Programme of events for the week, including Holocaust Memorial Day on 27 January.

Monday, 27 January to Thursday, 30 January: Exhibitlon
University Place and Students' Union

  • Pictures and maps illustrating the Genocides (a third location may be announced).

Monday, 27 January: Film screening of "Paperclips"
Council Chambers, Students' Union (5pm)

  • The official Holocaust Memorial Day is dedicated to the Jewish Genocide: the Holocaust.
  • Whitwell Middle School in rural Tennessee is the setting for this documentary about an extraordinary experiment in Holocaust education. Struggling to grasp the concept of six million Holocaust victims, the students decide to collect six million paper clips to better understand the extent of this crime against humanity. The film details how the students met Holocaust survivors from around the world and how the experience transformed them and their community.

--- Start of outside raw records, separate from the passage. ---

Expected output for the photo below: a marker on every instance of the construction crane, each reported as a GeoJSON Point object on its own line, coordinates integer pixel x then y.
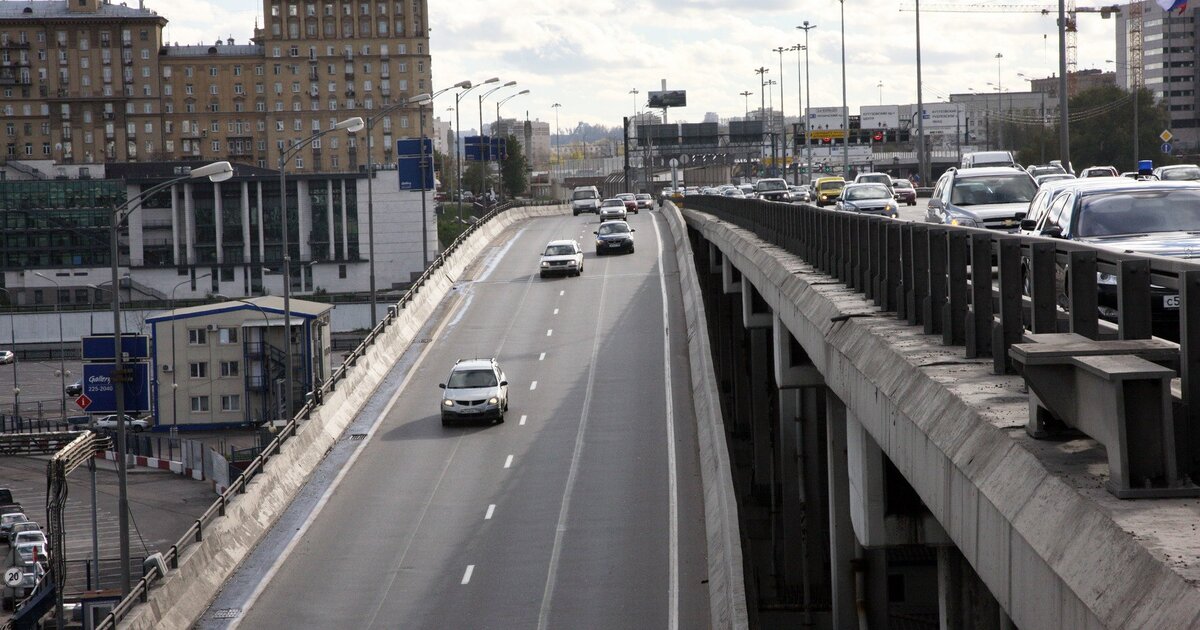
{"type": "Point", "coordinates": [1071, 27]}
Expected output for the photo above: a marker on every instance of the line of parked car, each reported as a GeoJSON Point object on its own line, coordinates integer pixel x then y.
{"type": "Point", "coordinates": [27, 550]}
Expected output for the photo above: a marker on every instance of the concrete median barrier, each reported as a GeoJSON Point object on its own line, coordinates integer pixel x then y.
{"type": "Point", "coordinates": [180, 599]}
{"type": "Point", "coordinates": [726, 585]}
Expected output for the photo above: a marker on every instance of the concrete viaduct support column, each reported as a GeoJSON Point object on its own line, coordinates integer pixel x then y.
{"type": "Point", "coordinates": [802, 545]}
{"type": "Point", "coordinates": [841, 529]}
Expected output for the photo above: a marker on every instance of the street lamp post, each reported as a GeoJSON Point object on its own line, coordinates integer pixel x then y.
{"type": "Point", "coordinates": [845, 109]}
{"type": "Point", "coordinates": [12, 339]}
{"type": "Point", "coordinates": [487, 150]}
{"type": "Point", "coordinates": [214, 172]}
{"type": "Point", "coordinates": [499, 166]}
{"type": "Point", "coordinates": [371, 172]}
{"type": "Point", "coordinates": [286, 155]}
{"type": "Point", "coordinates": [783, 118]}
{"type": "Point", "coordinates": [808, 95]}
{"type": "Point", "coordinates": [457, 139]}
{"type": "Point", "coordinates": [63, 369]}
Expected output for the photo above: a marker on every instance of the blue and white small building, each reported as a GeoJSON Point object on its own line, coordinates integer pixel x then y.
{"type": "Point", "coordinates": [222, 365]}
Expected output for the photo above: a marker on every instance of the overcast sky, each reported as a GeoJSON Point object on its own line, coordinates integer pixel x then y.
{"type": "Point", "coordinates": [588, 54]}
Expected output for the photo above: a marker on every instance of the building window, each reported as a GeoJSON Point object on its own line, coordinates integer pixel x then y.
{"type": "Point", "coordinates": [199, 403]}
{"type": "Point", "coordinates": [231, 402]}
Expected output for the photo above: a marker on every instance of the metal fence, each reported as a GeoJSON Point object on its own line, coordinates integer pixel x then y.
{"type": "Point", "coordinates": [139, 593]}
{"type": "Point", "coordinates": [923, 274]}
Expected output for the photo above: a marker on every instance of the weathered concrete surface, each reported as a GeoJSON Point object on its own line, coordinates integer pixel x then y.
{"type": "Point", "coordinates": [1032, 517]}
{"type": "Point", "coordinates": [726, 583]}
{"type": "Point", "coordinates": [179, 600]}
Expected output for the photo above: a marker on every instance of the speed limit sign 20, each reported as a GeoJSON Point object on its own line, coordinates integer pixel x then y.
{"type": "Point", "coordinates": [12, 576]}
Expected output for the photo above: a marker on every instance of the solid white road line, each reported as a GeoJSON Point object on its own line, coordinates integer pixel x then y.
{"type": "Point", "coordinates": [672, 483]}
{"type": "Point", "coordinates": [346, 468]}
{"type": "Point", "coordinates": [564, 510]}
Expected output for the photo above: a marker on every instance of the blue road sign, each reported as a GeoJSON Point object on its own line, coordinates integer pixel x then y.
{"type": "Point", "coordinates": [100, 347]}
{"type": "Point", "coordinates": [97, 385]}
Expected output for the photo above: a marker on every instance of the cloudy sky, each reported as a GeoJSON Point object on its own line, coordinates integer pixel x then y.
{"type": "Point", "coordinates": [588, 54]}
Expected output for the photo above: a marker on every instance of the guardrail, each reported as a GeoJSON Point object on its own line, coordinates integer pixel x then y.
{"type": "Point", "coordinates": [195, 533]}
{"type": "Point", "coordinates": [922, 273]}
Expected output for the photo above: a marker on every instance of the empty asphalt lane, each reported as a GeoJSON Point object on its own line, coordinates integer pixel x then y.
{"type": "Point", "coordinates": [563, 519]}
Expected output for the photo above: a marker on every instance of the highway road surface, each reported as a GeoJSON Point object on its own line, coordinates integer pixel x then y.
{"type": "Point", "coordinates": [582, 510]}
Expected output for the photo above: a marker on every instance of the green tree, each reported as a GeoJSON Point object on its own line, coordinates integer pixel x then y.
{"type": "Point", "coordinates": [1102, 130]}
{"type": "Point", "coordinates": [515, 168]}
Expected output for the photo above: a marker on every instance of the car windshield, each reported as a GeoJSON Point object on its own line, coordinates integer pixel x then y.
{"type": "Point", "coordinates": [472, 378]}
{"type": "Point", "coordinates": [867, 192]}
{"type": "Point", "coordinates": [771, 185]}
{"type": "Point", "coordinates": [994, 190]}
{"type": "Point", "coordinates": [1138, 213]}
{"type": "Point", "coordinates": [612, 228]}
{"type": "Point", "coordinates": [1177, 174]}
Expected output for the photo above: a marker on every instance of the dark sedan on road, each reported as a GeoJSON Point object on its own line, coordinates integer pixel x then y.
{"type": "Point", "coordinates": [615, 237]}
{"type": "Point", "coordinates": [1152, 217]}
{"type": "Point", "coordinates": [868, 199]}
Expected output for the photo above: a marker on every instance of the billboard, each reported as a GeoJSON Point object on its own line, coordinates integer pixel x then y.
{"type": "Point", "coordinates": [667, 99]}
{"type": "Point", "coordinates": [880, 117]}
{"type": "Point", "coordinates": [826, 118]}
{"type": "Point", "coordinates": [408, 163]}
{"type": "Point", "coordinates": [942, 117]}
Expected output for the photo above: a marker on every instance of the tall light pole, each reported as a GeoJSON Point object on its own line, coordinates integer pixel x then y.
{"type": "Point", "coordinates": [783, 118]}
{"type": "Point", "coordinates": [174, 365]}
{"type": "Point", "coordinates": [808, 95]}
{"type": "Point", "coordinates": [457, 141]}
{"type": "Point", "coordinates": [499, 167]}
{"type": "Point", "coordinates": [214, 172]}
{"type": "Point", "coordinates": [922, 171]}
{"type": "Point", "coordinates": [63, 369]}
{"type": "Point", "coordinates": [371, 172]}
{"type": "Point", "coordinates": [12, 339]}
{"type": "Point", "coordinates": [1000, 106]}
{"type": "Point", "coordinates": [286, 155]}
{"type": "Point", "coordinates": [487, 150]}
{"type": "Point", "coordinates": [845, 109]}
{"type": "Point", "coordinates": [762, 107]}
{"type": "Point", "coordinates": [558, 157]}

Wednesday, 29 January: Panel discussion - 'Displacement, Immigration and Integration: a UK and Manchester perspective'

Samuel Alexander Building, Arts Lecture Theatre (6-7pm)

  • With the UN theme for HMD this year being 'Journeys' the discussion will be rooted in historical events but with a contemporary perspective, looking at the recent political conversations and media rhetoric around immigration; the experiences of immigrants and asylum seekers and how this has affected social cohesion and community today.

    Speakers:
    - Yaron Matras: an expert on Romany language and culture and key worker of Multilingual Manchester and the MigRom project which looks at integrating Romany immigrants into the local community.
    - Jennifer Carson: works in the Humanitarian and Conflict Response Instutute - her research focuses on the humanitarian assistance provided to refugees and displaced persons since 1945 and has recently been involved in two exhibitions exploring population displacement and humanitarian assistance during and after the Second World War.
    - Johnathan Darling: specialises in asylum and forced migration and works on how urban spaces are experienced by asylum seekers as well as the rise of social movements which seek to challenge current asylum policies within the UK.

Thursday, 30 January: Reading of memoirs by Julie V. Gottlieb (Sheffield)
Room A7, Samuel Alexander Building (time to be confirmed)

  • Becoming My Mother's Daughter. Memory, Mourning and Maternal Inheritances: A Daughter's Reading of her Mother's Holocaust Memoir).